Indeed it's odd, that it's not some in32 boundary but that random number

mwellbro
Xpert

Thanks for the reply...so we have:

- a single node system
- version 7.1
- audit gets it right
- exaplus & datagrip show it wrong
- jdbc usage
- no where clause in our update
- target column is a boolean and was added after table creation
- value for assignment is an expression
- after re-reading your post: any update without WHERE clause yields the wrong affected count...

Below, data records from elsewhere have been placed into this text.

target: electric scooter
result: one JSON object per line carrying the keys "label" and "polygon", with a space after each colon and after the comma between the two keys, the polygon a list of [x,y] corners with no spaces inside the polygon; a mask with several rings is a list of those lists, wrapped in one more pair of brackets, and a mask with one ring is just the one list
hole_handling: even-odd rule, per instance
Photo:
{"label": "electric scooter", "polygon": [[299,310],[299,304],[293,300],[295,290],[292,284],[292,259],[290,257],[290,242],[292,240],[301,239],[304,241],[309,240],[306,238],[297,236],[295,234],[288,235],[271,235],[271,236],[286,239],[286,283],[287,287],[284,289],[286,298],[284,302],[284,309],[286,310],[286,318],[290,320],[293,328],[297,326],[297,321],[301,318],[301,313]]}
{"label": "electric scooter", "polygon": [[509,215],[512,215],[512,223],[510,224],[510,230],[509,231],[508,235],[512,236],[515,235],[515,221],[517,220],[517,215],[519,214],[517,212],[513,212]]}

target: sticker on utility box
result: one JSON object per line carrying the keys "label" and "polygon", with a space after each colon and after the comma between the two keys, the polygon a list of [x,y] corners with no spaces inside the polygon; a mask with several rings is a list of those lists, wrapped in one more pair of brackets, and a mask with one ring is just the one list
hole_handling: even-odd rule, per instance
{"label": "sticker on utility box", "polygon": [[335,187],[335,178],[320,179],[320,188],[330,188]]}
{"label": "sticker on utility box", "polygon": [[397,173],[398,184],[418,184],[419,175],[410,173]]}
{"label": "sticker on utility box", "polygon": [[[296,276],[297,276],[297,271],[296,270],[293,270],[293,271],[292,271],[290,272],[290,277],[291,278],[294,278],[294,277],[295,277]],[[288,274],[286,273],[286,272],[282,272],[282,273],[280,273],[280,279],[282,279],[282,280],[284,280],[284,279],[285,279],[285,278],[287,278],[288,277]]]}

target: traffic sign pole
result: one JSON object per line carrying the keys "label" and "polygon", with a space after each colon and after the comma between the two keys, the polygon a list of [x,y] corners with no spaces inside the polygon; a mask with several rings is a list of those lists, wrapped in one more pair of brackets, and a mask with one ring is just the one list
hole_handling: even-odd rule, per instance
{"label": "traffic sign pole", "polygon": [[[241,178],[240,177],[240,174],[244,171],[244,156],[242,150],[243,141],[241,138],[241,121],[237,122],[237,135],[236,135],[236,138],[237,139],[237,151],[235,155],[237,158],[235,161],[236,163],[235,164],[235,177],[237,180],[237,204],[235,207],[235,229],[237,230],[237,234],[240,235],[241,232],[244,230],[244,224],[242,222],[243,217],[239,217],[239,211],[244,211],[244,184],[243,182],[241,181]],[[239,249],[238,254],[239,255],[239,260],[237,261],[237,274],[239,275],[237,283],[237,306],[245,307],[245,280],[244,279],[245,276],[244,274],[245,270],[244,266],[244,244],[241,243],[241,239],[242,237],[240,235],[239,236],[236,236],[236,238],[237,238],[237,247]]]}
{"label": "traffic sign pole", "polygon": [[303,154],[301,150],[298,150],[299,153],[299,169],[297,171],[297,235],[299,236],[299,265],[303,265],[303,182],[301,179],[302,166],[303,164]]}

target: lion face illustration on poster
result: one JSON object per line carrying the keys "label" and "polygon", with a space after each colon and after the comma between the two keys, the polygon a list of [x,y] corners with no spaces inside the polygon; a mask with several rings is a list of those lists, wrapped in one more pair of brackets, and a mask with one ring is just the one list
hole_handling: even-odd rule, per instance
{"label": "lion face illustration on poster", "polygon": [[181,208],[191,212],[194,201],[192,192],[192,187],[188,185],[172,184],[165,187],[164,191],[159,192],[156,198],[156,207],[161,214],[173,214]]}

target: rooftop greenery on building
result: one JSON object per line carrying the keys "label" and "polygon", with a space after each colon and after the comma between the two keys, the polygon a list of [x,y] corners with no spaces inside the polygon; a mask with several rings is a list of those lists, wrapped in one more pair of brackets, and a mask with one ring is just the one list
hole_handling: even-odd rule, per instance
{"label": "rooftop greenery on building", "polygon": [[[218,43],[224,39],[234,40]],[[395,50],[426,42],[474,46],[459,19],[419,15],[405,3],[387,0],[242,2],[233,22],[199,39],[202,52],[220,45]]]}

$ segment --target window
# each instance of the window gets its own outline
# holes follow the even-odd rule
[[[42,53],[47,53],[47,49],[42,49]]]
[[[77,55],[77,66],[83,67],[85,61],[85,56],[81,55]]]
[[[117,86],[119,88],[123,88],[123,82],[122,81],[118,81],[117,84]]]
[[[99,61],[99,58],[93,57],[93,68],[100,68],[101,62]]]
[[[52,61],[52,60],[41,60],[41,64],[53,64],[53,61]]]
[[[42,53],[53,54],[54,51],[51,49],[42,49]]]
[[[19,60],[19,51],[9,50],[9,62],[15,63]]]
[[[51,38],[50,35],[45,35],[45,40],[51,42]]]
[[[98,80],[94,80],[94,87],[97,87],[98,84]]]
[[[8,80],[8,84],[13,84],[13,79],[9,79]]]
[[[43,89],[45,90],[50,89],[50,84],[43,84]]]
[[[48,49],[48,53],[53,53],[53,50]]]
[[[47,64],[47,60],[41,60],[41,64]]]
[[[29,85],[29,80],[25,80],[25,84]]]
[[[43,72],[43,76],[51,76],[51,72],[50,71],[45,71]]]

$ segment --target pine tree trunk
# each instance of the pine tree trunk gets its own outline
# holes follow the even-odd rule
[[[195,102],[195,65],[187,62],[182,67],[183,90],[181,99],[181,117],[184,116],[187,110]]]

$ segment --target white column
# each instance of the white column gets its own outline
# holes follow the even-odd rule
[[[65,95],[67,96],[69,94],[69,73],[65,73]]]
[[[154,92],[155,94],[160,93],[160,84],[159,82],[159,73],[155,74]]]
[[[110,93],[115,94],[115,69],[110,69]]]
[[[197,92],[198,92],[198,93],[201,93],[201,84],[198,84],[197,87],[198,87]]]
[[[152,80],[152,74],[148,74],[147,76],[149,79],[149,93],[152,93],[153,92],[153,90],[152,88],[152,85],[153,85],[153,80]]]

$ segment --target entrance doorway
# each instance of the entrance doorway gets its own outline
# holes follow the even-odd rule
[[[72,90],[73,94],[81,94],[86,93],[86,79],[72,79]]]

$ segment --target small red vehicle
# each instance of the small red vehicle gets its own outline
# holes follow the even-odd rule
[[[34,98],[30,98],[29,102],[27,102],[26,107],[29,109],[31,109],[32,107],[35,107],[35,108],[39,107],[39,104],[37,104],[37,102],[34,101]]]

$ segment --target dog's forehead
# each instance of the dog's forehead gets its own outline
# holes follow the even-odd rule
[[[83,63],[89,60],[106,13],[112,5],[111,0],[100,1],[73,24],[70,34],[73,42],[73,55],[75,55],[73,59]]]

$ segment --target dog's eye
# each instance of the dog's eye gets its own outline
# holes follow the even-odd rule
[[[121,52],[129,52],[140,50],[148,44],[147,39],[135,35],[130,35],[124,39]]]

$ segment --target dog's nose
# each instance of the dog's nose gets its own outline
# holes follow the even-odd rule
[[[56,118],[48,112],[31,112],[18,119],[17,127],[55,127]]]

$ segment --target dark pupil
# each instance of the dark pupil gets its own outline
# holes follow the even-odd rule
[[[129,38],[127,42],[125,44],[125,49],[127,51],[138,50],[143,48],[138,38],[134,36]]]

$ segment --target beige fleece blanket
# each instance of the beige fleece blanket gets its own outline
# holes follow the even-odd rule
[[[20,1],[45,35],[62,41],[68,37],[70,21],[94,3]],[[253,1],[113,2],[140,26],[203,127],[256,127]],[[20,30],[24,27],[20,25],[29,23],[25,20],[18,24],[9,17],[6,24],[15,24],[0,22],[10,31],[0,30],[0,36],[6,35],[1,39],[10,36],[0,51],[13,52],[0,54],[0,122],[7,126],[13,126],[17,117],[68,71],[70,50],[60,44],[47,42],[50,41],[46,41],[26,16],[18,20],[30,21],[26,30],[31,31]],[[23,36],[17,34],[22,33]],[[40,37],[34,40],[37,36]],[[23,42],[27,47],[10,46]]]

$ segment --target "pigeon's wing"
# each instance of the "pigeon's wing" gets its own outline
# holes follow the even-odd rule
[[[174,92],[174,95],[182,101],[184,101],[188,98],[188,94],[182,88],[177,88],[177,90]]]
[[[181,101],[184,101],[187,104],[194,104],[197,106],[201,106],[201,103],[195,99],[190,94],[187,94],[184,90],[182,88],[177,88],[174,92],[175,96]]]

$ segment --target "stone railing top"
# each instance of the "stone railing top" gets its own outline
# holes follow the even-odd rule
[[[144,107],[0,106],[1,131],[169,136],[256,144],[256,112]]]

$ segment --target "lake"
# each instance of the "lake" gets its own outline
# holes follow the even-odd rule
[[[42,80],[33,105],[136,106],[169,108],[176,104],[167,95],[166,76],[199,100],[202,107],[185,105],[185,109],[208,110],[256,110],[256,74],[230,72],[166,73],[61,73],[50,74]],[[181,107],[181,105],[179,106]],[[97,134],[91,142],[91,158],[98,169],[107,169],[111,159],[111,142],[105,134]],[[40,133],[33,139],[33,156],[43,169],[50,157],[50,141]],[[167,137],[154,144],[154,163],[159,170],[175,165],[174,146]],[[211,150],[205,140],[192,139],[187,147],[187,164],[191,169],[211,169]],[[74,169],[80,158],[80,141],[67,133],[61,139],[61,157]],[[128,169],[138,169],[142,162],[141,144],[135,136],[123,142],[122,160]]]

Doesn´t seem overly exotic from the things involved which makes the behavior all the more erratic....
Will see if I get any good ideas over the weekend....

exa-Kristof
Team Exasol
Team Exasol

Maybe I'm missing something, but I fail to reproduce this:

DB: 7.1.2

Drivers: 7.1.2

Test szenario:

  • create a new table
  • insert 9 billion rows
  • add additional column
  • update the new column with and without expression and no filter

--> DBvisualizer (also a JDBC client) and also ExaPlus CLI both return 9.000.000.000 affected rows.

 

-- create a simple, empty table
create table test_rows_affected (id int, wert int);
-- insert 9 billion rows
insert into test_rows_affected (id) values between 1 and 9000000000;
-- check row count
Select count(*) from test_rows_affected; --> 9000000000
-- add an additional boolean column
alter table test_rows_affected add column bool_col bool;
-- update new column with expression
update test_rows_affected set bool_col = mod(wert, 3) > 1;
-- 2021-11-26 SUCCESS UPDATE 314.871 (null) 9000000000

 

exaKristof_0-1637934355924.png

Which database and driver versions are you using exactly? 

wunderdata
Contributor

So first, thanks everyone for looking into this!
The JDBC-Driver Datagrip uses is 7.0.7. 
The amount of data in the table has changed now to 3.1 billion rows. I just tested with exaplus again and it shows the correct amount now:

wunderdata_0-1638272581576.png

Also updated Datagrip to the newest version. Datagrip is now not reporting any updated rows at all anymore:
EXA_DB.BGAL> alter table ROUTE_DETAILS_RAW add column charge_corridor_test BOOLEAN
[2021-11-30 12:51:13] completed in 44 s 161 ms
EXA_DB.BGAL> update ROUTE_DETAILS_RAW set charge_corridor_test = mod(route_distance_from_start,350) > 250
[2021-11-30 12:51:28] completed in 14 s 996 ms

Select count(*) from ROUTE_DETAILS_RAW where charge_corridor_test = true;
[2021-11-30 12:52:42] 1 row retrieved starting from 1 in 430 ms (execution: 342 ms, fetching: 88 ms)

 

results to: 738719731

I created another test table with just 1 million rows. For this it returns the rows just fine. Yet on the big table again no affected rows reported:

EXA_DB.BGAL> create table ROUTE_DETAILS_RAW_test as Select * from ROUTE_DETAILS_RAW limit 1000000
[2021-11-30 13:04:14] 1,000,000 rows affected in 1 s 620 ms
EXA_DB.BGAL> update ROUTE_DETAILS_RAW_test set charge_corridor_test = mod(route_distance_from_start,350) > 250
[2021-11-30 13:05:01] 1,000,000 rows affected in 106 ms
EXA_DB.BGAL> update ROUTE_DETAILS_RAW_test set charge_corridor_test = mod(route_distance_from_start,350) > 250
[2021-11-30 13:05:03] 1,000,000 rows affected in 99 ms
EXA_DB.BGAL> update ROUTE_DETAILS_RAW set charge_corridor_test = mod(route_distance_from_start,350) > 250
[2021-11-30 13:06:40] completed in 8 s 245 ms

I could not reproduce any of this on my other instances also running 7.1 as well as 6.2.x, so it seems to be limited to this single setup here.
Maybe not worth continuing on this, if noone else can reproduce it/ reports it?

 

 

mwellbro
Xpert

Interesting - I somehow thought it might be related to 

New Feature Implementation of JDBC 4.2 getLargeMaxRows() getLargeMaxRows() will return the correct value if maxRows were set in setLargeMaxRows() or setMaxRows()

src: https://www.exasol.com/portal/display/DOWNLOAD/Version+7.1.0

and ran a couple of jdbc-traces but all came up with the correct number against a 2 Mrd. row table.

I might play around with the setups a bit longer, but good to know that it seems to be an isolated behavior.